L'OL devant la DNCG ce vendredi: les enjeux d'un rendez-vous crucial pour le club

Côté en bourse, l'OL doit la plus stricte transparence sur le volet économique. Et la lecture des résultats annuels, clos au 30 juin 2024 et parus mercredi dernier, le 6 novembre peu avant minuit, a eu l’effet d’une bombe, avec des chiffres clairement établis et une dette à plus de 500 millions d’euros – de la seule structure Eagle Football, ex-OL Groupe -, une masse salariale toujours aussi élevée sur fond de baisse drastique des droits télévisés, le tout agrémenté d’une phrase lourde de sens: "Les commissaires aux comptes ont estimé que les travaux d’audit menés sur les hypothèses structurantes ne leur ont pas permis de se prononcer sur le caractère raisonnable des différentes hypothèses, ni en conséquence sur le bien-fondé de continuité d’exploitation." Immédiatement, sur la toile, les sceptiques multiplient les analyses pour annoncer la fin prochaine du club, à grand renfort de parallèle avec des exemples récents du foot français ou sur la foi de leurs connaissances.
Textor doit tenir ses promesses
Mais en interne, sans nier la problématique générale et se réfugier dans un déni de mauvais aloi, la lecture des chiffres n’ouvre pas la porte à un pessimisme lourd. Il y a d’abord les engagements pris par écrit. Ils sont au nombre de quatre: "apports de 75 millions d’ici le 31 décembre en capitaux propres, cession des parts de Crystal Palace, introduction à la bourse de New York avec son apport de 100 millions d’euros et la réalisation de cessions de joueurs."

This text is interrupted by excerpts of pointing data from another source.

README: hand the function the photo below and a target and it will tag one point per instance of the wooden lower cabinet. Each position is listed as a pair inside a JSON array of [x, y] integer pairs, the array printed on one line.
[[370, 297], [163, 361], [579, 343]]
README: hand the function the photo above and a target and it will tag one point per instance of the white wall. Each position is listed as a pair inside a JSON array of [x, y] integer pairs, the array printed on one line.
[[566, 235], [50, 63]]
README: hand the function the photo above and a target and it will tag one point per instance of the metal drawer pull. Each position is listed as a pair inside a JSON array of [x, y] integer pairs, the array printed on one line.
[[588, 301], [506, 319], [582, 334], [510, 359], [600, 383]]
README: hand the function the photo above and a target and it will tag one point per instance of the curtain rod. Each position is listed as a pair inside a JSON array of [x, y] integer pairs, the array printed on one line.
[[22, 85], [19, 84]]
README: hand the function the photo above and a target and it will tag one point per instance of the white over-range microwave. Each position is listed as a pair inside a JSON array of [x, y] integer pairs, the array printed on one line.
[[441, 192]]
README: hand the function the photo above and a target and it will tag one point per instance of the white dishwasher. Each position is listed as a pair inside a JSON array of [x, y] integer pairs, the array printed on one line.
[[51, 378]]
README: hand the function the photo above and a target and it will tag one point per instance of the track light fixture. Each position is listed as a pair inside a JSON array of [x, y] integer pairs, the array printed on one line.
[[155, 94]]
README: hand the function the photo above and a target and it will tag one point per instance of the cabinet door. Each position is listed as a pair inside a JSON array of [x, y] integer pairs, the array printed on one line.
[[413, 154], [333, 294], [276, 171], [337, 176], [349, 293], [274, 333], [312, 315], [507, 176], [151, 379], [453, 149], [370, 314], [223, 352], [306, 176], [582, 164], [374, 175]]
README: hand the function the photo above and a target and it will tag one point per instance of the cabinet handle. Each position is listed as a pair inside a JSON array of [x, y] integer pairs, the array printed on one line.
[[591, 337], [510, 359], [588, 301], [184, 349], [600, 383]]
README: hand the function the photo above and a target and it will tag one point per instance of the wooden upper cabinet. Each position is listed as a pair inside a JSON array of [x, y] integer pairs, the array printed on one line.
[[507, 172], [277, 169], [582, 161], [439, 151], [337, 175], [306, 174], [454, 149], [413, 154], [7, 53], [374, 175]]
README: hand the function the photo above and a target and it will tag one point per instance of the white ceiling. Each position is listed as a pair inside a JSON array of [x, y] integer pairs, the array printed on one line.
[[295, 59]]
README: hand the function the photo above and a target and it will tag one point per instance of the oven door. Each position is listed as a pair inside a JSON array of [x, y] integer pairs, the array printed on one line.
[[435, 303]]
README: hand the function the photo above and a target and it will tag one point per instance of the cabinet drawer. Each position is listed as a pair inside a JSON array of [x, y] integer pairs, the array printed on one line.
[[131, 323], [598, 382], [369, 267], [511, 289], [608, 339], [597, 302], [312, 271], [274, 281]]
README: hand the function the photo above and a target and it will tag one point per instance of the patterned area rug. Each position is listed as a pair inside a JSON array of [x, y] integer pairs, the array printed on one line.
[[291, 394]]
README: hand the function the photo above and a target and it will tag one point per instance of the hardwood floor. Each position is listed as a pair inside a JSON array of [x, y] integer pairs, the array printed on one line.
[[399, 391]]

Sans dire qu’il y a deux salles, deux ambiances, l’une (extérieure) plus qu’inquiète et l’autre (interne) remplie de sérénité, il en existe une troisième: "Nous travaillons", résume un dirigeant au cœur de la machine. "Tout le monde travaille à son échelle, et notamment le propriétaire John Textor, qui fait en sorte d’aligner les planètes pour que les hypothèses émises dans le document se réalisent."
À ceux qui narrent déjà une chronique d’une faillite annoncée, il réplique par une formule portée par un proche: "Comment imaginer que quelqu’un qui a tout fait en janvier dernier pour réussir un mercato XXL, et donc pour sauver le club, l’abandonnerait sur le chemin au mois de décembre? Ce n’est pas sa philosophie, ni son envie."

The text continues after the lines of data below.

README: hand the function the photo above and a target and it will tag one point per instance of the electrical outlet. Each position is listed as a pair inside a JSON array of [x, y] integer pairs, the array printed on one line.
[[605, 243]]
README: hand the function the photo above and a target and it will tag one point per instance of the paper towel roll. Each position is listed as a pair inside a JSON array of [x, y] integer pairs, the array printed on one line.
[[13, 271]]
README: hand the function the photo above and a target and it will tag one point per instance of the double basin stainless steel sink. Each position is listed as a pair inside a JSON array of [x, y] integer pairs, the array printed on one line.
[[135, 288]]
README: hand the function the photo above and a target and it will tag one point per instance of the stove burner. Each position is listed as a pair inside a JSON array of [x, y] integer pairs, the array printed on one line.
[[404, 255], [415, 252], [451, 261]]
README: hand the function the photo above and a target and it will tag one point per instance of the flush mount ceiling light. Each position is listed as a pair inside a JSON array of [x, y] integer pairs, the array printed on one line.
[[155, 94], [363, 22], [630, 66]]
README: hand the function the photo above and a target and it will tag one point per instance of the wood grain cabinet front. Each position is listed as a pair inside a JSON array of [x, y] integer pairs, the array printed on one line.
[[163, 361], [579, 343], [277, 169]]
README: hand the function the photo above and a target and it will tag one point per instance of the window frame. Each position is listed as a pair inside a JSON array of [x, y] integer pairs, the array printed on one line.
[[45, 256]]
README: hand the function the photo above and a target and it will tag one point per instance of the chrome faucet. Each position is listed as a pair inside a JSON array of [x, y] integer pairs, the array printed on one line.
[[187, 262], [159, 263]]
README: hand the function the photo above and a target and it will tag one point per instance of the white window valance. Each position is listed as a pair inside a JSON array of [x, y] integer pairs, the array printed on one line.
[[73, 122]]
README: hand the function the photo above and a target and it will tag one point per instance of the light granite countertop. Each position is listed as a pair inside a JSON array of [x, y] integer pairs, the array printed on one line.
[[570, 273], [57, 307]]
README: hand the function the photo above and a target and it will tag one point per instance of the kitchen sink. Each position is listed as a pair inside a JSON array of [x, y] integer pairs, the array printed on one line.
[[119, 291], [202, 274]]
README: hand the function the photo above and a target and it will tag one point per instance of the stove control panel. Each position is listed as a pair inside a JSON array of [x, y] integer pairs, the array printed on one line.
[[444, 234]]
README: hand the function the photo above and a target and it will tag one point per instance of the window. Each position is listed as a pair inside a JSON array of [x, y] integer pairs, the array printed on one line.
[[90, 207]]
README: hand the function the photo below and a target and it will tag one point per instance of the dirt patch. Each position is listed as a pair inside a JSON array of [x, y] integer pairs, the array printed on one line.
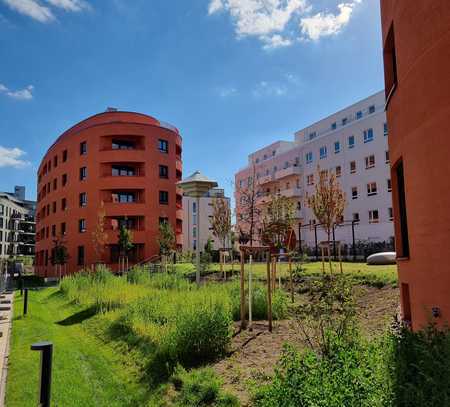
[[254, 355]]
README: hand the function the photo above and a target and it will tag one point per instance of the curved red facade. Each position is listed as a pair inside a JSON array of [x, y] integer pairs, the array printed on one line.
[[126, 163], [416, 40]]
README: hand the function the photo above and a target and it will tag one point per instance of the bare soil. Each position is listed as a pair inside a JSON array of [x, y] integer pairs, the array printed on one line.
[[254, 354]]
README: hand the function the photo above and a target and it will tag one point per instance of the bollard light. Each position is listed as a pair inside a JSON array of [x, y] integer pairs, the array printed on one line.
[[46, 349]]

Alors, il "est au travail", répète-t-on. Sa tâche principale? Convaincre le marché financier américain pour réussir l’introduction en bourse de New York, qu’il appelle de ses vœux. Une perspective qui n’a pas l’air de lui faire perdre le sourire, (comme celui affiché, avant, pendant et après le derby gagné dimanche) ou le moral (ses réseaux sociaux exposent depuis son avion, de belles stories à son retour chez lui en Floride au-dessus des Bahamas également). Et cette mission, il ne la mène pas en solo, accompagné au board du club par différents profils dont l’ADN, répète-t-on régulièrement à Décines dans les bureaux: "Nous sommes passés d’une habitude de chiffre d’affaires à la recherche de la marge."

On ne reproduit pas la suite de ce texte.